Many students, however, said that the discontinuation of City Bucks at their favorite locations might alter their purchasing patterns.
“That’s the worst news I’ve ever heard,” Van Barbeau ’11 said in reference to the discontinued use of City Bucks at CTB.
“I love City Bucks because it’s not real money to me … I bursar it and my mom gets it as tuition,” Barbeau added.
Alexandra Post ’12, who called the discontinuation of City Bucks at several locations “very upsetting,” said she uses her City Bucks at CTB because “the bursar goes to a different account than my parents’ credit card.”
She said she would probably buy her morning coffee at Starbucks now, adding that City Bucks were particularly convenient for her “because I lose things very easily and losing my ID card is not as big a deal as [losing] a credit card.”
Without City Bucks available, “I’ll definitely stop going to Collegetown Bagels as much,” Thomas Gabay ’12 said.
Gabay said he would now “go to CTP instead [over CTB] as long as they still accept City Bucks.”
Still, some were hopeful City Bucks could continue to help bring student business to local stores. Maxie’s Supper Club General Manager Todd Parlato said Maxie’s was continuing to use the program because the added costs “weren’t that dramatic” and because “we were told [by Cornell] there would be an increase in marketing on campus.”
Plum Tree’s owner Hiro Oshima said his restaurant would continue to offer City Bucks, which he said many students still use. He added that he negotiated his contract with Cornell Dining to lower the percent transaction fee to four percent.

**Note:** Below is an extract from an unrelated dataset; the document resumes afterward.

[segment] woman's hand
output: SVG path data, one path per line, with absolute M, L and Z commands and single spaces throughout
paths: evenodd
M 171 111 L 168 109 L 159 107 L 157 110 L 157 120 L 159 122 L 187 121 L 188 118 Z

Contrary to Brous and Schuepbach or Oshima and Parlato, most expressed uncertainty as to whether or not to continue the City Bucks program.
Collegetown Pizza owner Kelly Attia said that although CTP is slated to continue City Bucks until the end of the semester, the business is “just giving [the new program] a try.”
Mama Teresa Pizza owner Merendino Enzo said City Bucks sales have “gone down year by year,” but was hesitant to immediately cut ties with the program.
Still, he was upset with the price hikes, calling them “wrong” and “unfair.”
Many store owners –– particularly those whose stores are located in Collegetown –– seemed to be waiting to see whether other stores would eliminate City Bucks before doing so themselves.
“If only three businesses have [City Bucks], it’s not worth having,” Enzo said. “I want to have everybody get together to make a decision.”